Ai Generate Text Spark Streamline Icon: https://streamlinehq.com

Practical Applications

Overview

This paper introduces Feedback-Conditional Policy (FCP), a training paradigm that treats verbal feedback as a conditioning signal rather than compressing it into scalar rewards. FCP is trained offline on response–feedback pairs via maximum likelihood and then bootstrapped online by generating under positive conditions and collecting fresh feedback. Empirically, FCP matches or surpasses scalar-reward baselines (RFT, GRPO) on math and general reasoning tasks, while preserving the richness of feedback and reducing reward-hacking risk.
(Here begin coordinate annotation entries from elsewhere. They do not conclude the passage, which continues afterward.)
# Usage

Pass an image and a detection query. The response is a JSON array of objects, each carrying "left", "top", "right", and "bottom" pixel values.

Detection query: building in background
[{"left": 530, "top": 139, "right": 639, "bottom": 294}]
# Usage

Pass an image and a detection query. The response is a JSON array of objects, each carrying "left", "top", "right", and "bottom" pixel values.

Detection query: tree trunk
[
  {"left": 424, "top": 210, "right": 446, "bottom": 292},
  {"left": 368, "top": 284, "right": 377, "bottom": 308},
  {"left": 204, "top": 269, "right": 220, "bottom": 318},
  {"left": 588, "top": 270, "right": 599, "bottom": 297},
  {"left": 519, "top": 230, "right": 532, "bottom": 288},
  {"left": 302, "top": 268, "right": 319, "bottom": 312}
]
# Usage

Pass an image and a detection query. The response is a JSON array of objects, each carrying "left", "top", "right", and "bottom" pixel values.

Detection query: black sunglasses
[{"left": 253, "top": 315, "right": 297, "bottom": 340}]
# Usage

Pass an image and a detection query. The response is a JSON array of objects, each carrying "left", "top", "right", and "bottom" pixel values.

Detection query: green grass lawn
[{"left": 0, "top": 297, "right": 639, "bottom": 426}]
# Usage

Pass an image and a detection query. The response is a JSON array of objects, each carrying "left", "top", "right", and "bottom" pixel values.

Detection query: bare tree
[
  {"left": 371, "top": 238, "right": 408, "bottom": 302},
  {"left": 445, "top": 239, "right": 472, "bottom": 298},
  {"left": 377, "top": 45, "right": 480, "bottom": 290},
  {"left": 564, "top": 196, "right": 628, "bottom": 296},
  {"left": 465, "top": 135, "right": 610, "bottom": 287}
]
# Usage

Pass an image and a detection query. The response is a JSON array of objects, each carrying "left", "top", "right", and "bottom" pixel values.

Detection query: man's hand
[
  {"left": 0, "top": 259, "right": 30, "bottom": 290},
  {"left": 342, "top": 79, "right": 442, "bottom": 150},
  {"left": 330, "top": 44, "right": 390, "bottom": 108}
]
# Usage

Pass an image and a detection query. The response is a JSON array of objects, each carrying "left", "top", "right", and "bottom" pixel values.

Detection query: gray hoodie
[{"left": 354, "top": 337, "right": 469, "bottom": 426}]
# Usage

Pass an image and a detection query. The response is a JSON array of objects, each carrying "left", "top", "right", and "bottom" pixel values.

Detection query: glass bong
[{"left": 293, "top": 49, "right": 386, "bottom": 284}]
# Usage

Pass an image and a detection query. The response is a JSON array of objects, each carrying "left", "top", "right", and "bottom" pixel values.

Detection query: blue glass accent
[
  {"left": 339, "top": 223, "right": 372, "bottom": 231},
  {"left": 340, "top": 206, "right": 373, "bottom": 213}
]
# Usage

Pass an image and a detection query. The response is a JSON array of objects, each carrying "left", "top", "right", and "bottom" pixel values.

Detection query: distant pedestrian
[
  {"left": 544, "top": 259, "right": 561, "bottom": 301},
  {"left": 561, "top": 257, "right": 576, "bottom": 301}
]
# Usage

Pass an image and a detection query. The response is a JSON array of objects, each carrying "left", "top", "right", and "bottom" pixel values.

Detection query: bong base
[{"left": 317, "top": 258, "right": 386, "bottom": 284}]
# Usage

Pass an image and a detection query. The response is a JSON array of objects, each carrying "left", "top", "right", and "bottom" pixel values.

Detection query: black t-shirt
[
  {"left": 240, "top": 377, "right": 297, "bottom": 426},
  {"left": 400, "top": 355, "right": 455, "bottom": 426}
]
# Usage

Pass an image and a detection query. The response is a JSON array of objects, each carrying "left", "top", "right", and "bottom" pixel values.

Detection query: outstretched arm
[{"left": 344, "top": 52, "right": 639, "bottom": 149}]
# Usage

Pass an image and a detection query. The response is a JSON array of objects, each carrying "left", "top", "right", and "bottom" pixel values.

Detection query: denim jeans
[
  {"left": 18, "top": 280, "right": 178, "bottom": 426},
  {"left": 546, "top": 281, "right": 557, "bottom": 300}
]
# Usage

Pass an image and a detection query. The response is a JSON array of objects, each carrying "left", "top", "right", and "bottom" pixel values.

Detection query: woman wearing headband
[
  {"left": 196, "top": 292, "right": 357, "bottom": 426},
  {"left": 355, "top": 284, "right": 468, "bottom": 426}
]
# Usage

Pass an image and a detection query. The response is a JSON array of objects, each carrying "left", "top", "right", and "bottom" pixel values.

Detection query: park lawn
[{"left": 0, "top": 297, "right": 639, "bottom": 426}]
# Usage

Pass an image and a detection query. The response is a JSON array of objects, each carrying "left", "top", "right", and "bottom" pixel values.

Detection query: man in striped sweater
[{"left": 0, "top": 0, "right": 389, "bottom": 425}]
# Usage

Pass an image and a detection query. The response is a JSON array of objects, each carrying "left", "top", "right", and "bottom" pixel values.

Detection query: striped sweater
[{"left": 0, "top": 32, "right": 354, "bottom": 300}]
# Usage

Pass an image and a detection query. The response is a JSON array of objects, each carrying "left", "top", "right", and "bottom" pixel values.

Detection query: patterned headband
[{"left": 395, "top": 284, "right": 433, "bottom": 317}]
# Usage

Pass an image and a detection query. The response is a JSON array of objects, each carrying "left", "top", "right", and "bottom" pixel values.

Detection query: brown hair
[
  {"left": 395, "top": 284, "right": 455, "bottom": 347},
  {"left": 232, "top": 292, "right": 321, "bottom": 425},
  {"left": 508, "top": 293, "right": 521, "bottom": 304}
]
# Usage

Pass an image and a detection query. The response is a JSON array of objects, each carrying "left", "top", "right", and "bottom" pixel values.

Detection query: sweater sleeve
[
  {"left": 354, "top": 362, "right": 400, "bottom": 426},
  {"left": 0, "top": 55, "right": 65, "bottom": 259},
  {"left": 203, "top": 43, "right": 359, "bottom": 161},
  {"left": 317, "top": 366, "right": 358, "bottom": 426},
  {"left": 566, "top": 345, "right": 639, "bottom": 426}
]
Below are practical applications derived from the paper’s findings, organized as Immediate and Long-Term. Each item highlights concrete use cases, relevant sectors, enabling tools/workflows, and assumptions/dependencies affecting feasibility.

Immediate Applications

These applications can be deployed now with current LLMs and standard training infrastructure, leveraging response–feedback datasets (human or model-generated) and the FCP training loop.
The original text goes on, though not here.